Nihilist Optimism: Creating Your Life From Nothing (Video)
If the possibility that life is meaningless frightens you, check this out…
Although at first, it may be difficult to accept, life is likely to have no definite sense or purpose. The fact that this is difficult to accept is because we usually learn, or we’re taught to believe, otherwise. And it may even be that much of our lives are spent, even bent, on answering these questions: Why are we living? What is the meaning of life? Why did we come into this world? And to answer these questions to which we’ve attached such great importance with a rather blunt statement, we might say that there is neither a reason, nor a meaning, nor any purpose to life. We may even feel a certain vertigo beneath us, as if the ground we believe to be so real has suddenly dissolved. It’s into an infinite void we’re about to rush headlong.

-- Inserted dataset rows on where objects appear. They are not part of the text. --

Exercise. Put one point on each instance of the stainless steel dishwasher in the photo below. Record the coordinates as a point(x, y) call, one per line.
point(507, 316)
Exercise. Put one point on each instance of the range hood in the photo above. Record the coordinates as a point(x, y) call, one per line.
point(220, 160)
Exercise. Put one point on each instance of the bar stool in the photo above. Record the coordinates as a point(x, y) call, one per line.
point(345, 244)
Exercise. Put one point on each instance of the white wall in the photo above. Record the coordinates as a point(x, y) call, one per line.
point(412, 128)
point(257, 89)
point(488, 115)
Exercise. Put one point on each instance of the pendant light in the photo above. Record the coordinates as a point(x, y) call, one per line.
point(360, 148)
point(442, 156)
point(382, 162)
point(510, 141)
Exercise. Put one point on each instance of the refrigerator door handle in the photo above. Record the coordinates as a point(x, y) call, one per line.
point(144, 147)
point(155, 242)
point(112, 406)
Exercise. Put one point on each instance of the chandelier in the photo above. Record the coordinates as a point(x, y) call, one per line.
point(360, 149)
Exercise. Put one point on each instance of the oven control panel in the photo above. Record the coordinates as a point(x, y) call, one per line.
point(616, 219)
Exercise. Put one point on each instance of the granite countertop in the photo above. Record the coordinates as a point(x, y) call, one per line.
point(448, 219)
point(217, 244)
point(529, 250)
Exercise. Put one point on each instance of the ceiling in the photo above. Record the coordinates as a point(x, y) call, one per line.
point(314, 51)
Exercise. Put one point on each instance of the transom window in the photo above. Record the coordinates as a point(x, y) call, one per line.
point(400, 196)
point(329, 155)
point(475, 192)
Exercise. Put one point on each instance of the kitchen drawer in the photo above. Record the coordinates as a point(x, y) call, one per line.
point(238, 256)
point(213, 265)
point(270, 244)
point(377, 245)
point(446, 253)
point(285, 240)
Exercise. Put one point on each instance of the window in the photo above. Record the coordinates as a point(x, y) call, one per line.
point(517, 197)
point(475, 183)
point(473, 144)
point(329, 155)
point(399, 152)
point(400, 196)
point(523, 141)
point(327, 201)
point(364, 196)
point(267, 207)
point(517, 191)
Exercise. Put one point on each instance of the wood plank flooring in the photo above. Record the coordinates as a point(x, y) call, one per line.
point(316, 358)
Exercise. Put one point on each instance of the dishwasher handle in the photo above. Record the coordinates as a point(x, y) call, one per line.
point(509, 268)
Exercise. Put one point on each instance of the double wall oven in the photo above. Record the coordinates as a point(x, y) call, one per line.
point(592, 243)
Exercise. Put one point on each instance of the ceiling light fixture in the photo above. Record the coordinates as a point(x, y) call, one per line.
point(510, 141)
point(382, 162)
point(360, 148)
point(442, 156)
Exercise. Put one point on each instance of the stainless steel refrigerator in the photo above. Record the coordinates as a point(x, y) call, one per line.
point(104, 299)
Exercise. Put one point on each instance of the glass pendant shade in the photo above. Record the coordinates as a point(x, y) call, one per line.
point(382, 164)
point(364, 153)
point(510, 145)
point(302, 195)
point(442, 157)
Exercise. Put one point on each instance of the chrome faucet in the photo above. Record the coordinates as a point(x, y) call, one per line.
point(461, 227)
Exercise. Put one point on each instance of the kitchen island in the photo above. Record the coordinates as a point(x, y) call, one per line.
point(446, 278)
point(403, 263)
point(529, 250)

But what happens if, for just a moment, we stop thinking about our falling, and we look at nothingness in some other way? If we stick to the physical and biological evidence, the truth is that life is an accident. Nietzsche realized this, and he wasn’t the only one. “In some remote corner of the universe, poured out and glittering among innumerable solar systems, there once was a star on which clever animals invented knowledge. That was the highest and most mendacious minute of ‘world history’—yet only a minute,” the philosopher wrote at the beginning of On Truth and Lie in an Extra-Mortal Sense. It’s worthwhile to notice the verb: “invented.” Everything for humanity is an invention and always has been. Insofar as no one has ever disputed these theories of the world and reality, we’ve spent all of human history believing them to be true, incontestable, as close, in theory, to the phenomena as are the phenomena themselves. It’s as if phenomenon and theory are one and the same thing.
Looking beyond this can be distressing, it’s true. But it can also be liberating. Realizing that everything human is a cultural and collective invention robs us of certain stability of thought and experience. But, looked at it in another way, it also gives us full acceptance of the possibility of creation ex nihilo. As when we’re faced with a blank page and in its nothingness, we can do as we please: draw, scratch, write, annotate, lay the foundations for a novel, compose two or three rhymes, sketch the house of our dreams … or just leave it blank.
That’s, in part, the idea of “nihilistic optimism” proposed in the video below and produced by the philosophical YouTube channel, Kurzgesagt. These two words, which seem so strange when seen together, in this light, become consistent.
Why not think of nothingness as the best possible context for the creation of something? If life has no meaning or purpose, isn’t it the best condition for inventing the conditions of our own lives?